I’ve been back and forth on my liking of Aliens: Dead Orbit. My “forth” involves James Stokoe’s wonderful art.

The man has created cinematic images from nightmares. It’s almost like Hellraiser has entered the world of the Xenomorph. Bodies cooked of all their skin, still alive and talking, the Xenomorphs approaching from shadows. With every panel we take a step deeper into hell and the madness that ensues. This is why people make stupid decisions in ø films, because they are faced with something beyond their comprehension. In those ways, it’s very much like Cthulu: Fear and madness infect a person’s perspective.  In the first Alien, the crew breaks protocol and allows an infected person back aboard their ship. In Aliens, a group of highly trained Colonial Marines – when first confronted by the Xenomorph – become screaming ninnies with their high-powered automatic weaponry and forget all of their tactical training. It finally takes until Alien 3 for the group of rapists and killers to act with some level of intelligence against these monsters. In Alien: Resurrection, an entire military complex crumbles in on itself. Even Prometheus and Covenant still fit the bill. Stokoe understands this. When faced with ultimate fear, bad decisions are made. Bad decisions are made because people will assume the best of any situation without question. For all of our intelligence, humans are stupid. Ripley might be the smartest human in the entire Alien world.
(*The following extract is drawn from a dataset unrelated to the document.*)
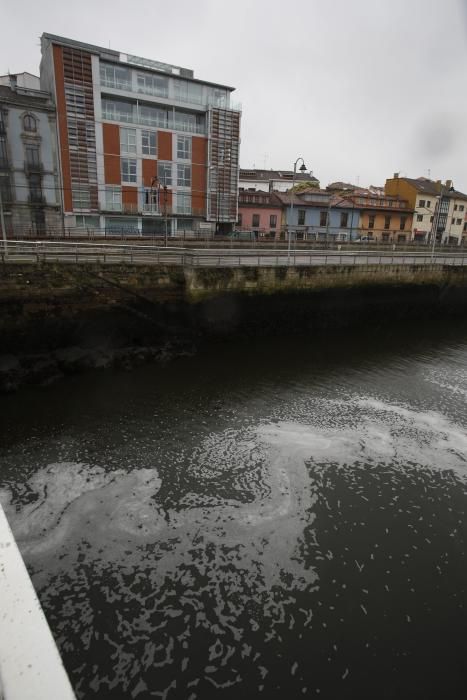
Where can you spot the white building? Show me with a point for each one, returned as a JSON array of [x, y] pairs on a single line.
[[29, 183]]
My “back” in the back and forth is that while the imagery is at times truly horrifying, the story itself doesn’t really expand our understanding of the Xenomorph in any direction one way or the other. The characters are somewhat paper thin. There’s really nothing beyond the imagery to sink our teeth into, but this doesn’t stop me from enjoying the hell out of it. Even as I write this review, I’m listening to the creepy score of Covenant and seeing the images Stokoe has left in my head.

If you’re an Alien fan, you’ll probably enjoy this. You’ll enjoy seeing everyday people try to keep it together the best they can against one of the most fearsome and fearful cinematic creatures ever created, even though in the end it will absolutely leave you wanting more. This is both good and bad.